SG: We’re still focused on similar questions to those that we were asking a long time ago, which centers on the fact that all estuaries are a little bit different. There’s been a history of really understanding one particular estuary well but not being able to connect that to another estuary. Being able to connect dynamics between systems and classify estuaries and river plumes in terms of their functionality, in terms of physics and of the ecosystem, that’s still one of the biggest goals in estuarine science.
A big question connected to this goal is just being able to understand how an estuary circulates, how does water get from point A to point B and how much mixing occurs? That means the mixing of saltwater with freshwater. It also means mixing of potentially contaminated runoff with less contaminated ocean water and mixing of nutrients and oxygen. We are very interested in trying to come up with a framework that allows us to compare different estuaries of different sizes and shapes and dynamics.
One of the reasons why we’re interested in comparing different estuarine systems and coming up with a classification system for them is really because we want to understand how they are going to function in the future: how are they going to behave under different climate change scenarios and what does that mean for human interactions’ with them? The present El Niño conditions provide us with a really wonderful window into that future. We have extra sea-level rise because of El Niño. We have warmer ocean temperatures. We also have more extreme events, meaning more high-water events due to things such as large waves.
en: What tools do you use for your research?
SG: The tools that I use are a combination of field work – using instruments that measure velocity, salinity, temperature, and numerical modeling – and using a computer to simulate what ocean currents are doing, sort of like what you’d do with a weather model.
We go into the field because these estuarine systems are very complicated and we need to have a way to validate our models. We need to have measurements of, for example, the estuarine salinity as it responds to wave events coming in and mixing the system.

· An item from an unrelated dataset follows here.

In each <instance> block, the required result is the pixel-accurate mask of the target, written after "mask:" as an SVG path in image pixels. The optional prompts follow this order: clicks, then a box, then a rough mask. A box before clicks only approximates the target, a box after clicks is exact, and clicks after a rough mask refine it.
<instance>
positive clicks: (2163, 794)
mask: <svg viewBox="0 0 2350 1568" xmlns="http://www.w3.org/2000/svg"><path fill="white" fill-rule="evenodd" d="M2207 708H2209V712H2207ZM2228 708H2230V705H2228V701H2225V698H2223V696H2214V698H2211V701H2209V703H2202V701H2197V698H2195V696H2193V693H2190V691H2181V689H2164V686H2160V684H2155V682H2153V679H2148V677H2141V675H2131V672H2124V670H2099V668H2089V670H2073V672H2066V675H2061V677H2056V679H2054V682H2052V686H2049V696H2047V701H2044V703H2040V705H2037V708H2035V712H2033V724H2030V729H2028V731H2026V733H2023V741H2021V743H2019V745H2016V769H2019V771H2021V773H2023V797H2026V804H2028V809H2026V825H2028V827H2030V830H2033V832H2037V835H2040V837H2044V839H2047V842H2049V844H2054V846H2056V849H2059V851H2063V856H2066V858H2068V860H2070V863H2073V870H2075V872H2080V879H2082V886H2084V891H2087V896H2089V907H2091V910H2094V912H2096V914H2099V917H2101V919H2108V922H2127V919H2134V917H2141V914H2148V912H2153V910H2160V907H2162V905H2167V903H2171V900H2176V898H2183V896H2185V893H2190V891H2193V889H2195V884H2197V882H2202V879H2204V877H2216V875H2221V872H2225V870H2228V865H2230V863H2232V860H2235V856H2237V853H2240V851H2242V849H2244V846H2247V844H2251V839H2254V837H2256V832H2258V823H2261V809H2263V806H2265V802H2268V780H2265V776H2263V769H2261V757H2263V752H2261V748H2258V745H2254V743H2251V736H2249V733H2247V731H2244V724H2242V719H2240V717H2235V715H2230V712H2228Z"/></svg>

Our field measurements are made with a whole suite of tools. We use boat-based observations where we’re putting instruments over the side of the boat and bringing them back up again. We use tools that we actually walk around with so we spend all day walking around the estuary measuring topography and bathymetry. On the coast we use tools such as dye where we track where stuff goes as a proxy for things like pollution or sediment coming out of these systems. So it’s a whole variety of tools that involve getting wet and muddy and it’s lots of fun!
I do some work internationally, but most of my work has been on the West Coast of the U.S. in the Pacific Northwest and down here in Southern California. Currently I have measurements going on in several different estuaries up and down the coast and in collaboration with other folks, we’re conducting measurements stretching all along California and doing modeling along the entire West Coast.
en: Why did you come to Scripps?
SG: I came to Scripps for a whole variety of reasons but one of the most exciting pieces for me is coming to an institution where people are working in ocean sciences across a whole bunch of different disciplines. I’m a physicist but I really like working with biologists and chemists and so I’m at a place where I can do that very easily. Even amongst physics-minded folks, I get to collaborate with people across disciplines. There are great scientists here working on the hydrology upstream. There are folks working on the waves and the beaches and the nearshore, and certainly in the deep ocean – that’s what Scripps is known for – but at the time that I started here, the connection between what was happening upstream and in the ocean was missing, so it was an exciting niche for me to fill.